Together is designed as a platform. They have aggregated a selected set of decentralized compute sources to create a specialized cloud platform for efficiently training large models that are then made available with the base datasets and detailed explanations of process. They have started by releasing open-source models that are size-optimized for people to download, run and fine-tune on their home devices or commodity GPUs. Soon, they plan to open up access to their platform. Together’s roadmap reflects its central role in scaling access to provide compute and directly train models using their cloud.

Gensyn, by contrast, is building a protocol. They are working at the very base of the stack to create a decentralized layer of machine learning compute that anyone can access at any time. The vision is for everyone to participate in creating the global foundation models that live on Gensyn by contributing work that is verified through consensus. Developers can then uses these models to create further specialized models that are nonetheless powered by the generalized intelligence of the whole.

So far, Together has focused on efficiency in training its RedPajama models and its approach could drive innovation in techniques for achieving greater performance with less compute. Gensyn is focused on ensuring that everyone has access to a maximum quotient of compute to equalize the playing field for training models on the ground floor. Both approaches aim to provide developers with friction-less and foundational access to training the most advanced AI.
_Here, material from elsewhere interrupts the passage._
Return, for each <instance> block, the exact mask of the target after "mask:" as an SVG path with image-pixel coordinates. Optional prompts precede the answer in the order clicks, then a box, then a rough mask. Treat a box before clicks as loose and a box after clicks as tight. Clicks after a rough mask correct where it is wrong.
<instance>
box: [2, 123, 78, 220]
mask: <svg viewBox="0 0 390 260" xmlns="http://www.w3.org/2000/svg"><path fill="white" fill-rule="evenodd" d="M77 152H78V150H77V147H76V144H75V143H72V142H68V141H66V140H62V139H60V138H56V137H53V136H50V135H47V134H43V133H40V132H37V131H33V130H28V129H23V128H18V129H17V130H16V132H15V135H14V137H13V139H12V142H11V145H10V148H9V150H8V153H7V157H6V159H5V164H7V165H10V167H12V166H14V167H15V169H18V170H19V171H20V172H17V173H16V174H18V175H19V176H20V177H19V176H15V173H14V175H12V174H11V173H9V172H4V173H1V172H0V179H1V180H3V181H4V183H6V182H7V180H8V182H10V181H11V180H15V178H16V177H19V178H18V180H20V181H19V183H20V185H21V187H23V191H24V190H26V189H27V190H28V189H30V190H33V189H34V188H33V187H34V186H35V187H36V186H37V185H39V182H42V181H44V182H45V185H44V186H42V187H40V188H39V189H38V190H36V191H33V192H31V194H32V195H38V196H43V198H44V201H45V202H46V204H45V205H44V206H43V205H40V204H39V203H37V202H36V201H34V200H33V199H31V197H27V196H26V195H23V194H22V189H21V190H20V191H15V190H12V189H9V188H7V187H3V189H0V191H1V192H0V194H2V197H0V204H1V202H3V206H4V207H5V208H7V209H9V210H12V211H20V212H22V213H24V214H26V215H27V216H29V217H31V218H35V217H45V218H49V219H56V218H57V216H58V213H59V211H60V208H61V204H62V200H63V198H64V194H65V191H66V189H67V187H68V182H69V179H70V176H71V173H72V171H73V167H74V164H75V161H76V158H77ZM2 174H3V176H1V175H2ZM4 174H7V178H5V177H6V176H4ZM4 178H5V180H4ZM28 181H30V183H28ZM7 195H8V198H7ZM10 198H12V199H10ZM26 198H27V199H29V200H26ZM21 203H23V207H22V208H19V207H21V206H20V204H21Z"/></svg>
I’m sure my framing of the issues will change as I continue to spend more time with these concepts. Even in the week spent between releasing my solo pod on decentralized compute and today, it feels like my understanding of the field has grown in many ways. So here’s to an evergreen beginner’s mindset, learning in public and enjoying the ride.

Signing off for now! I hope you leave reading this more informed and slightly unhinged with excitement about the future of open source AI and decentralized compute.